権威を授けられた12使徒
野田信行牧師
新しい年となりました。昨年も色々なことがありましたが、今年も神にあってどんな年になるか楽しみです。
さて主イエスはイスラエルの人々の姿を「群衆が飼う者のない羊のように弱り果てて、倒れている」(9:36)と見られました。人々は二千年前も今も余り変わりはありません。そこで主イエスは、収穫の主に願って、収穫の働き人を送り出して頂くよう弟子たちに指示されました。弟子たちは祈りの中で、もしも自分が働き人として主に呼ばれるなら、つかわして頂こうという思いを与えられていたことでしょう。
神が人をある使命に導かれる時には、その人に必要な賜物・権威は神が授けられます。主イエスは人に責任だけを負わされて、後は自分で努力して成長しなさいと言われるお方ではありません。主イエスは「わたしのくびきは負いやすく、わたしの荷は軽いからである」(11:30)と言われます。ですから神に導かれる時には、私には賜物が無いから出来ないのではと心配する必要はありません。

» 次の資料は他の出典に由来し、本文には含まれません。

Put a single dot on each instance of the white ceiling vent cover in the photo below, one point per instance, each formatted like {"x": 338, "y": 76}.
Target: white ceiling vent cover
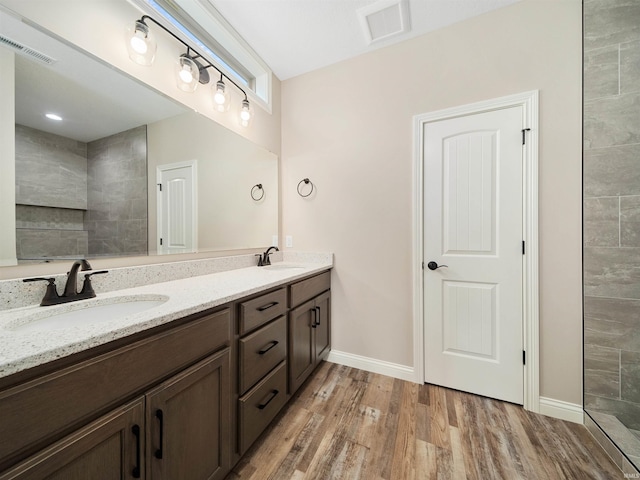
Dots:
{"x": 26, "y": 51}
{"x": 384, "y": 19}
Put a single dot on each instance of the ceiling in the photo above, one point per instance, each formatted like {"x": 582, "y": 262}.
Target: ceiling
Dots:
{"x": 297, "y": 36}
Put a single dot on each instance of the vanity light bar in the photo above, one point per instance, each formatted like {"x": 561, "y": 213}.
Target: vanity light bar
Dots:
{"x": 26, "y": 51}
{"x": 191, "y": 67}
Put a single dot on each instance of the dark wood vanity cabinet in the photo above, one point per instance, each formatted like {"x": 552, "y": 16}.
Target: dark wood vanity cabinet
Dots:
{"x": 184, "y": 400}
{"x": 188, "y": 420}
{"x": 262, "y": 364}
{"x": 108, "y": 448}
{"x": 309, "y": 327}
{"x": 66, "y": 422}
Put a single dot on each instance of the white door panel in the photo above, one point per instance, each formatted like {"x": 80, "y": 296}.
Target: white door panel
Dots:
{"x": 177, "y": 208}
{"x": 473, "y": 229}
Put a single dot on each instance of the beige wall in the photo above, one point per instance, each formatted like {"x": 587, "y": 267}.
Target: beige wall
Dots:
{"x": 348, "y": 127}
{"x": 7, "y": 156}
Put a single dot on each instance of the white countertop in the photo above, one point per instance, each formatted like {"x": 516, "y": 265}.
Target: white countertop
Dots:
{"x": 23, "y": 350}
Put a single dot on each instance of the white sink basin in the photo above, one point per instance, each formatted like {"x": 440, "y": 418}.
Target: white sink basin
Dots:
{"x": 85, "y": 313}
{"x": 283, "y": 266}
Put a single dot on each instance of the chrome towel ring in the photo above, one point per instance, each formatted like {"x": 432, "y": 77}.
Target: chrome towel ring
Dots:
{"x": 257, "y": 192}
{"x": 306, "y": 181}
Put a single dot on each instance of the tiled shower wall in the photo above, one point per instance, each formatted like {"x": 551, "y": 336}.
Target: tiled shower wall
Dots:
{"x": 75, "y": 199}
{"x": 51, "y": 195}
{"x": 611, "y": 194}
{"x": 117, "y": 194}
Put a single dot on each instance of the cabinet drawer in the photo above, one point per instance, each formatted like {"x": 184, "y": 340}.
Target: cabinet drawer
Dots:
{"x": 261, "y": 351}
{"x": 309, "y": 288}
{"x": 41, "y": 410}
{"x": 259, "y": 406}
{"x": 260, "y": 310}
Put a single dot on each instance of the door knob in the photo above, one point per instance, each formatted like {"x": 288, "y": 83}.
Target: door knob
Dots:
{"x": 434, "y": 266}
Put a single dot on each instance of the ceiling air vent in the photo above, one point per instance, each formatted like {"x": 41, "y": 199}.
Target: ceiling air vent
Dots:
{"x": 26, "y": 51}
{"x": 384, "y": 19}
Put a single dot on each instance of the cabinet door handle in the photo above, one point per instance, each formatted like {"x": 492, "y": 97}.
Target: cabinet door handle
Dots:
{"x": 272, "y": 395}
{"x": 136, "y": 470}
{"x": 267, "y": 306}
{"x": 159, "y": 416}
{"x": 265, "y": 349}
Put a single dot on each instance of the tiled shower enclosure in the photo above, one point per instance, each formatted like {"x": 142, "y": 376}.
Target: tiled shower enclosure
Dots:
{"x": 611, "y": 193}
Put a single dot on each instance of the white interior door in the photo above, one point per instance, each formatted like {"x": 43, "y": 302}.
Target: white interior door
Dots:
{"x": 177, "y": 212}
{"x": 473, "y": 231}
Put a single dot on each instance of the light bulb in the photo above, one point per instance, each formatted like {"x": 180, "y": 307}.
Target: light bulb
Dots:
{"x": 221, "y": 97}
{"x": 187, "y": 73}
{"x": 246, "y": 113}
{"x": 141, "y": 43}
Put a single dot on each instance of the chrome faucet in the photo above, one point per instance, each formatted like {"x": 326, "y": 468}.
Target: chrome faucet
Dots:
{"x": 71, "y": 293}
{"x": 264, "y": 258}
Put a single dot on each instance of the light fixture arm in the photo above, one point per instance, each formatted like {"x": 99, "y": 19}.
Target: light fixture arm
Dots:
{"x": 206, "y": 64}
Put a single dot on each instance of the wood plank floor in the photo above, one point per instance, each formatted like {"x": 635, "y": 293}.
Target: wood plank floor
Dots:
{"x": 345, "y": 423}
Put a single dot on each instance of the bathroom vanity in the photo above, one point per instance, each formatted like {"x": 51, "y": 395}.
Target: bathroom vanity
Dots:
{"x": 174, "y": 395}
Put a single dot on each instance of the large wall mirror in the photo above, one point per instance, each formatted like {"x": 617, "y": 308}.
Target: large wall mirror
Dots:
{"x": 89, "y": 185}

賜物は原語のギリシャ語ではカリスで、恵みのカリスと同じ語根です。賜物は神の祝福である恵みによって与えられるものです。主イエスはご自身と同じことを12使徒が行うために、「汚れた霊を追い出し、あらゆる病気、あらゆるわずらいをいやす権威をお授けになった」(マタイ10:1)。
12使徒の12という数字は旧約の神の民であるイスラエル12部族を引継ぐのは、12使徒であることを表しています。そして、12使徒の役割は今や拡大して主イエスの弟子たちである私たち全てに及びます。
12人の名前が記されていますが、実に様々な人たちです。マルコ6:7によると二人ずつ組でつかわされますので、ここで二人ずつ組で書かれている名前が、つかわされる組であったと考えられます。初めの二組は兄弟同士であり、3組目のピリポとバルトロマイ(ナタナエル)はヨハネ1:45によると友達同士のようです。しかし4組目の疑い深いトマスと主イエスに招かれて喜んで弟子になった細かい性格の元取税人マタイは、人間的に見ると結構大変な組合せだったのではないかと思います。最後の熱心党のシモンとイスカリオテのユダに至っては本当に大変な組合せです。
私たちは色々な問題に直面しますが、その多くは人間関係です。なぜ自分はこのような理不尽な人間関係で生活して、悩まなければならないのかと思わされることがあります。しかしどんな環境であっても全ての人が立ち上がることが出来るように、主は信じる弟子たちに主と同じ権威を授けてくださっています。そして主の御心によって私たちはつかわされます。主が授けてくださった権威を感謝して、今年一年もつかわして頂きましょう。